Forward-Looking Statements

Statements in this communication regarding the proposed transaction between Arctic Cat, Textron Inc., and Aces Acquisition Corp., the expected timetable for completing the transaction, and any other statements by management of Arctic Cat concerning future expectations, beliefs, goals, plans or prospects constitute forward-looking statements. Generally, forward-looking statements include expressed expectations, estimates and projections of future events and financial performance and the assumptions on which these expressed expectations, estimates and projections are based. Statements that are not historical facts, including statements about the beliefs and expectations of the parties and their management are forward-looking statements. All forward-looking statements are inherently uncertain as they are based on various expectations and assumptions about future events, and they are subject to known and unknown risks and uncertainties and other factors that can cause actual events and results to differ materially from historical results and those projected. Risks and uncertainties include the satisfaction of closing conditions for the acquisition, including the tender of a number of shares that constitutes a majority of Arctic Cat’s outstanding shares on a fully-diluted basis; the possibility that the transaction will not be completed, or if completed, not completed on a timely basis.

Arctic Cat cannot give any assurance that any of the transactions contemplated by the Merger Agreement will be completed or that the conditions to the Offer will be satisfied.
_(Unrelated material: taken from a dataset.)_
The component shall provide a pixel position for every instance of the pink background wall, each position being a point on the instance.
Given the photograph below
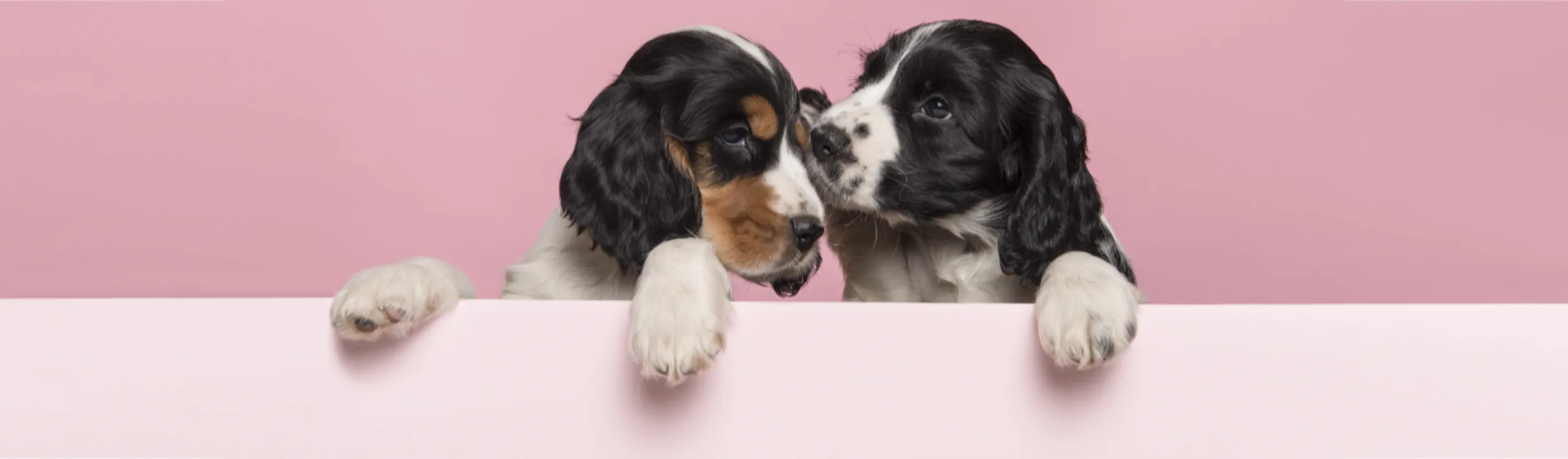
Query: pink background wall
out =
(1250, 151)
A further list and description of additional business risks, uncertainties and other factors can be found in Arctic Cat’s Annual Report on Form 10-K for the fiscal year ended March 31, 2016, as well as other Arctic Cat SEC filings. Copies of these filings, as well as subsequent filings, are available online at www.sec.gov and www.arcticcat.com. Many of the factors that will determine the outcome of the subject matter of this communication are beyond Arctic Cat’s ability to control or predict. Arctic Cat does not undertake any obligation to publicly update or revise any forward-looking statement, whether as a result of new information, future events or otherwise.